An example involving concepts might be to say that while the concepts "species of animal that has a heart" and "species of animal that has kidneys" are coextensive, we cannot substitute one expression for the other in modal contexts. A trivial example would be that it is true that "necessarily all animals with hearts have hearts", but not true that "necesarily all animals with kidneys have hearts".

These examples can be stated without reference to possible worlds, but introducing talk of PWs can help to make things clear. We might say that in the actual world, the number of planets is 8, but in some other PW it is less. But 8 is greater than 7 in all normal PWs. Likewise, we can say that in the actual world all and only those animal species with hearts have kidneys, but in some other PWs they do not.

The last part of your question is oddly worded, since if we remove the modal operators from MPL, then we don't have modal logic any more, just the underlying logic. If you are asking whether intensionality is present in the fundamental features of classical logic, then while the logic itself is extensional, we typically distinguish intension from extension when understanding the meaning of names and predicates. Following Frege, a name has a referent, which is the thing named, and a sense, which is how we recognise or identify or compute the referent. A predicate has a referent, which is its extension, and a sense, which is how we recognise or identify or compute an instance of the predicate.
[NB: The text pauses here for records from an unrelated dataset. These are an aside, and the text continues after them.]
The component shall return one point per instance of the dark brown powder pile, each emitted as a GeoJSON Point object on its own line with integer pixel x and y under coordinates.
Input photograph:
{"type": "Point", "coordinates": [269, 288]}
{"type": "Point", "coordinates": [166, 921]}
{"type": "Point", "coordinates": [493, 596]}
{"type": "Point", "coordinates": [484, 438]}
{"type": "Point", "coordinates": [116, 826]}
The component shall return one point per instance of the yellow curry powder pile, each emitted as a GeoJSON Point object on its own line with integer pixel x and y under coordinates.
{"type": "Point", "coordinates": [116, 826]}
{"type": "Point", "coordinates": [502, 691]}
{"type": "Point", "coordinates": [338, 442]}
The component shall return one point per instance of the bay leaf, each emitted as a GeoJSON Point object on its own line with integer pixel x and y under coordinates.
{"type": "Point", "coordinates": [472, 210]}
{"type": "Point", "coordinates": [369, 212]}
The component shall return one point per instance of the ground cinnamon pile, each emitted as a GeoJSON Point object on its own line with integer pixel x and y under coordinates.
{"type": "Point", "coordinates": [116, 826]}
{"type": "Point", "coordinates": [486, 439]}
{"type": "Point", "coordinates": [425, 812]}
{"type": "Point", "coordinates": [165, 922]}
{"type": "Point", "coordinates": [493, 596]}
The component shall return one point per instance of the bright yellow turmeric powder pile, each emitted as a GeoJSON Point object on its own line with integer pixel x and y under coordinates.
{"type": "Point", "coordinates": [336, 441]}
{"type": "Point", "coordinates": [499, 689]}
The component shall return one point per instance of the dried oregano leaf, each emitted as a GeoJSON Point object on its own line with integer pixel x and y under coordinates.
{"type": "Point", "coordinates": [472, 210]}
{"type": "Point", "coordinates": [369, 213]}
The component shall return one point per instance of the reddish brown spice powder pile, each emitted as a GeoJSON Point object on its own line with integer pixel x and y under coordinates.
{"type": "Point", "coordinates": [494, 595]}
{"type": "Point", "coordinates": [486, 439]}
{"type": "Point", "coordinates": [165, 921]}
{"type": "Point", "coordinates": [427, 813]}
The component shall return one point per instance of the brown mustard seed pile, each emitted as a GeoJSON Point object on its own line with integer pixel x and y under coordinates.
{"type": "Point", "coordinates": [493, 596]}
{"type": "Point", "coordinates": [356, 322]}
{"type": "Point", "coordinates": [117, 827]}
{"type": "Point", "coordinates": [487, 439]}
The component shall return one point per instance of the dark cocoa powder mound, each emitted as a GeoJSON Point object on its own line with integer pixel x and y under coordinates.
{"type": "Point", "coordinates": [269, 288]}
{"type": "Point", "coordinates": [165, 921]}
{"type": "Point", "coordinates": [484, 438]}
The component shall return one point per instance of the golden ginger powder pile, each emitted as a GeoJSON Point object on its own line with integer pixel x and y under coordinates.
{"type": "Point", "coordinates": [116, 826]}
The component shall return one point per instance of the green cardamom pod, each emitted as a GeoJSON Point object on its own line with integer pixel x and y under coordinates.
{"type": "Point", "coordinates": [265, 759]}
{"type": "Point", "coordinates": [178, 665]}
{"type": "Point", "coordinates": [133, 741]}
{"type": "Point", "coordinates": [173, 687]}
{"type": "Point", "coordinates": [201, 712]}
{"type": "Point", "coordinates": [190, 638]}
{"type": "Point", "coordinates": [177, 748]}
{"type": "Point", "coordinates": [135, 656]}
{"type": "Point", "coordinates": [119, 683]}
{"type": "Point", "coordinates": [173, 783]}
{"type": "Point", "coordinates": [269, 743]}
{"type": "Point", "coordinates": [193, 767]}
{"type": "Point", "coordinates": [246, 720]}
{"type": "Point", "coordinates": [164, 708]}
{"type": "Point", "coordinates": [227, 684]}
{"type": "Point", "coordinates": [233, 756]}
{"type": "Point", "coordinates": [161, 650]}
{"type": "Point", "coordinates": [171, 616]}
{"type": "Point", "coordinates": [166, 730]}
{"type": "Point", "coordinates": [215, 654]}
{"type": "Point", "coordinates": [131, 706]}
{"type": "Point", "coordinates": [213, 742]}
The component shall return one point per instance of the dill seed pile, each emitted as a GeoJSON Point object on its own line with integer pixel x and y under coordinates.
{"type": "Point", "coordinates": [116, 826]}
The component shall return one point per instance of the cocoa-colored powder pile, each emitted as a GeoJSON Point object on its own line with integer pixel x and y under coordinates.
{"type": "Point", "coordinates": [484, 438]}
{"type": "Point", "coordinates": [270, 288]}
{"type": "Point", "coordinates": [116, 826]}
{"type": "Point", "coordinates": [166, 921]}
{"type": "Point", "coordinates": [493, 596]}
So, "George Orwell" and "Eric Blair" share the same referent, but have a different sense. Likewise, "animal species with heart" and "animal species with kidneys" share the same referent, but have a different sense.

  • Thanks! My question is essentially about whether a logic that has all the semantic features of modal logic but without the modal operators (call this logic: pseudo-modal) would still be intesional. So, in this (pseudo-modal) logic, we would still have formulas evaluated per possible world, but we would not have any operators evaluated over all the accessible possible worlds.